Fake news: ‘a cancer on society’


TR Gleason

Jim VandeHei, Barbara Benish, Paul Anger and moderator Brody Karmenzind took part in the journalism department’s fake news panel discussion on Friday.

Jordyn Schrader, News Writer

The founder of Politico and Axios described fake news as “a cancer on society” that will be difficult to cure.

Jim VandeHei, who graduated from UW Oshkosh in 1995 with a journalism degree and received an honorary doctorate from the University in 2011, was one of the speakers on the Department of Journalism’s 50th Anniversary media panel on Oct. 19. Paul Anger, the retired editor of the Detroit Free Press and Barbara Benish, the Advance-Titan adviser and the internship coordinator for the Journalism Department, were also part of the panel, which was moderated by 2014 alumnus Brody Karmenzind, partner manager at Facebook.
“If you look at polls now, anywhere from 50 to 60 percent of people don’t believe what our industry writes,” VandeHei said. “And that’s a big problem.”
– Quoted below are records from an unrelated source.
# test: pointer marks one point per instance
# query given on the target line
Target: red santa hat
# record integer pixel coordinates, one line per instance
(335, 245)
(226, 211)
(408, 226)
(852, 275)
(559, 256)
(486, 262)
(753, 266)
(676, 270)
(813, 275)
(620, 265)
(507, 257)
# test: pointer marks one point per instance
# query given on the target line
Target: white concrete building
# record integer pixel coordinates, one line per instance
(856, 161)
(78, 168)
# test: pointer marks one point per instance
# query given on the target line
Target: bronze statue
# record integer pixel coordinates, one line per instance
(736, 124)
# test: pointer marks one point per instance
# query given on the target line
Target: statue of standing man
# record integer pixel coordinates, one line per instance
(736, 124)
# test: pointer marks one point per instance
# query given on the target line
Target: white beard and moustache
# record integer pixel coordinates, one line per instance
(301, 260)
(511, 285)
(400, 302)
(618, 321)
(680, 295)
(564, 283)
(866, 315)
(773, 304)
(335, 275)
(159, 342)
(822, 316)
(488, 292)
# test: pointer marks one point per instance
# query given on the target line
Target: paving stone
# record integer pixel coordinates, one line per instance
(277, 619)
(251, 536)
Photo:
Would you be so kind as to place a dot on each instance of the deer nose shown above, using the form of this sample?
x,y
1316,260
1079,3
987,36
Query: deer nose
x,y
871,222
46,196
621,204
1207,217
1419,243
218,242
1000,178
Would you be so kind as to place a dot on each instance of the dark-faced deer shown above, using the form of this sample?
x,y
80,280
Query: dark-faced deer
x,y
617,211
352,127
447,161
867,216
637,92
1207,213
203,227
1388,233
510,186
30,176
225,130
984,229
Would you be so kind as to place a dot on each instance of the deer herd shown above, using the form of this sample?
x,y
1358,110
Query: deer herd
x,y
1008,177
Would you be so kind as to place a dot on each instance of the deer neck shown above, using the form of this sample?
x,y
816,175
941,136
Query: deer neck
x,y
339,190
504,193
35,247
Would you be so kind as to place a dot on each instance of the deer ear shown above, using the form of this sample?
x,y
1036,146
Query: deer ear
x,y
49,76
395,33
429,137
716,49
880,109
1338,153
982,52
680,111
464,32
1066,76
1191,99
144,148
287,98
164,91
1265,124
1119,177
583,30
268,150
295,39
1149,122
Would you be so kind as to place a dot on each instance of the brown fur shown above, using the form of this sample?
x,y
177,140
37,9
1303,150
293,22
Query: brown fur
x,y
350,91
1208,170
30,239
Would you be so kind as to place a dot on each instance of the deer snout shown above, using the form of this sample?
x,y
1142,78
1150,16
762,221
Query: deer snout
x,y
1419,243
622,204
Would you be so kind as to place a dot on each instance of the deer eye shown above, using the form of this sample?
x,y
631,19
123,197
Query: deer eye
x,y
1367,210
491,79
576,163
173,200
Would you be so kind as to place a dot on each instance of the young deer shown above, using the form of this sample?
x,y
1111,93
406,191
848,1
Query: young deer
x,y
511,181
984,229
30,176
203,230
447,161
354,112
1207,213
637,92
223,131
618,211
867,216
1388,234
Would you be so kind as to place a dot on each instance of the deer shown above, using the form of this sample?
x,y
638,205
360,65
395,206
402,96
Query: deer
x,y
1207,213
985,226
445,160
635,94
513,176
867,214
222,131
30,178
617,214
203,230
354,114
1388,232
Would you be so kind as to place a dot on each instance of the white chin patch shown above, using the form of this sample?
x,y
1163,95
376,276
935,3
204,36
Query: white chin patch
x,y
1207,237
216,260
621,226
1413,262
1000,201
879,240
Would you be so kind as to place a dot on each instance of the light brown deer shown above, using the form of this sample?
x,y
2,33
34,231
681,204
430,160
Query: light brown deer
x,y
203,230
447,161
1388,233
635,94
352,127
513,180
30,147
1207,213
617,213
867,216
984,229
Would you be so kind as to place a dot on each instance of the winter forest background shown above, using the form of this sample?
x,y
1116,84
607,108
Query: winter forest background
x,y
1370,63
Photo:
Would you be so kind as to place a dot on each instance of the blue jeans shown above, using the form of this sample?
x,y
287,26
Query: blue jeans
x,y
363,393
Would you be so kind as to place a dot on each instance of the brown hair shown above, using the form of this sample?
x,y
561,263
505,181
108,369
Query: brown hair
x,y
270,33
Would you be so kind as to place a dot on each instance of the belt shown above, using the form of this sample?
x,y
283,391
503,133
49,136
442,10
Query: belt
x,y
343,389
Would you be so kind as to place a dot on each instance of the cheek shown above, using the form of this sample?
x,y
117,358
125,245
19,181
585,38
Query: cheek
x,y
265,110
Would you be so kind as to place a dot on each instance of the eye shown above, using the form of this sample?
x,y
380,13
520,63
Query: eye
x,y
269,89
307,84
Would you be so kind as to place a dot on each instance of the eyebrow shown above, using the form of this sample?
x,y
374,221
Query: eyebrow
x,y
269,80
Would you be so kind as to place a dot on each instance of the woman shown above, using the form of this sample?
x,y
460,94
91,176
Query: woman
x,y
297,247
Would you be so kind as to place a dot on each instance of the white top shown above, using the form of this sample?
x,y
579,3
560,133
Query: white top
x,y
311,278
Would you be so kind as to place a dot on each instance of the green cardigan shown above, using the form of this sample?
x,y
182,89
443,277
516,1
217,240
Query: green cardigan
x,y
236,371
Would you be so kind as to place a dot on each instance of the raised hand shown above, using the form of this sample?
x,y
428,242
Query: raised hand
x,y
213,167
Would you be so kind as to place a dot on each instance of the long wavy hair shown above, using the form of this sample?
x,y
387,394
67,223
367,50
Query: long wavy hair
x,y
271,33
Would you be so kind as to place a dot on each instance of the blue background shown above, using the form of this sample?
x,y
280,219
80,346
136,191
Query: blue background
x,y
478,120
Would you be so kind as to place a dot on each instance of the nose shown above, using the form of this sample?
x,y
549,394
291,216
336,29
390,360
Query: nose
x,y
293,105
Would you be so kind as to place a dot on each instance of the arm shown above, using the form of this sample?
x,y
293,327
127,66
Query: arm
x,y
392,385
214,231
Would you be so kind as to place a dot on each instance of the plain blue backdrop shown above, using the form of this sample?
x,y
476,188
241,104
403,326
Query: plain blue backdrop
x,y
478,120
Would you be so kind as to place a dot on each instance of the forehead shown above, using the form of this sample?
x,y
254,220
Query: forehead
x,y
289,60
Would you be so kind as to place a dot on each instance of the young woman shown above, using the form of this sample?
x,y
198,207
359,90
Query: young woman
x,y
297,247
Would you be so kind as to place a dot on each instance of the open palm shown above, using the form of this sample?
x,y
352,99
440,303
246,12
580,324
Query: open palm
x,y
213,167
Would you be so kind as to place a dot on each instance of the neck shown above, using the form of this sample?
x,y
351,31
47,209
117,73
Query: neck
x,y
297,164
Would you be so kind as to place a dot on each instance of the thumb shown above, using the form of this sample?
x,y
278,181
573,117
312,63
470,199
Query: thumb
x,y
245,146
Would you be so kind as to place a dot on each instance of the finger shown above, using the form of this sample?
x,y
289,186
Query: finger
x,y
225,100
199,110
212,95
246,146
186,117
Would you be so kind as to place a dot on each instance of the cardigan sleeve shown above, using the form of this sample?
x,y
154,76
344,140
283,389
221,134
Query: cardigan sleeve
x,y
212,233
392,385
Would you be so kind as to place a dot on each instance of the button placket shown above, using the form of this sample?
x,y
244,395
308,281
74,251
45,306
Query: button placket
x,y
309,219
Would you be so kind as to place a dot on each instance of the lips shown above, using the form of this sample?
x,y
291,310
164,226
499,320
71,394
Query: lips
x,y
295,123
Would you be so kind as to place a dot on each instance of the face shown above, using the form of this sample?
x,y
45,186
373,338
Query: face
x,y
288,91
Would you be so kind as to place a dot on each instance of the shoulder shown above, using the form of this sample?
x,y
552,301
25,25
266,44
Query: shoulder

VandeHei said that “fake news” will disappear if four things happen:

— Politicians need to stop using the term “fake news.” Discrediting news sources drives a wedge between the public and the truth.
— News organizations should ban their reporters from sharing their opinions on social media.
— Social media should regulate the flow of disinformation, much like TV stations and newspapers.
— Individuals need to use a variety of trustworthy sources.

Anger, a 1972 alumnus, said, “Real fake news examples would be hoaxes, propaganda, storylines built on demonstrable lies and stories that might be called yellow journalism, ones that seize on a meaningless issue and blow it out of proportion.”

Allegations of fake news and actual fake news stories impact the credibility of news sources and puts journalists under fire. It also distorts the truth and the public’s level of trust in journalists.

VandeHei argued that maintaining a free press is a vital part of a successful democratic society but fake news poses a threat to both. “When you chip away at truth, you really do start to hammer away at democracy,” he said.

Fake news and allegations of it have discredited a number of journalists and news publications, and in many cases, misled the public. Because of this, it is important to educate both future journalists and practicing professionals on how to steer clear of accusations and publish credible stories.

“Students not only need to learn how to report on news fairly, but they also need to know how to consume news and ensure that their media sources are balanced and fair,” said Benish, a 1983 alumna. “We’re living in times of ‘alternative facts’ — so students should be encouraged to consume media from different outlets and then come to their own conclusions if we are to have a well-educated public.”

When it comes to remaining objective Anger said, “If you have a bias, and all of us do, check it at the newsroom door. Perception of bias matters, too, so remember that even in your personal life, you are always representing the First Amendment and freedom of the press.”

Although fake news has tested journalists, Benish argued that it has had a positive impact on the industry, making journalists better reporters.
“I also believe that all too often news is deemed ‘fake’ only because it is unwanted coverage,” Benish said. “More than ever, journalists need to be watchdogs for the public and cover stories that otherwise would not be told.”

“No matter what backlash journalists receive while reporting the truth,” Anger says, “We just need to keep doing our work, guaranteed by the First Amendment, and keep doing it well. Over time, the vast majority of Americans will understand there’s nothing fake about that.”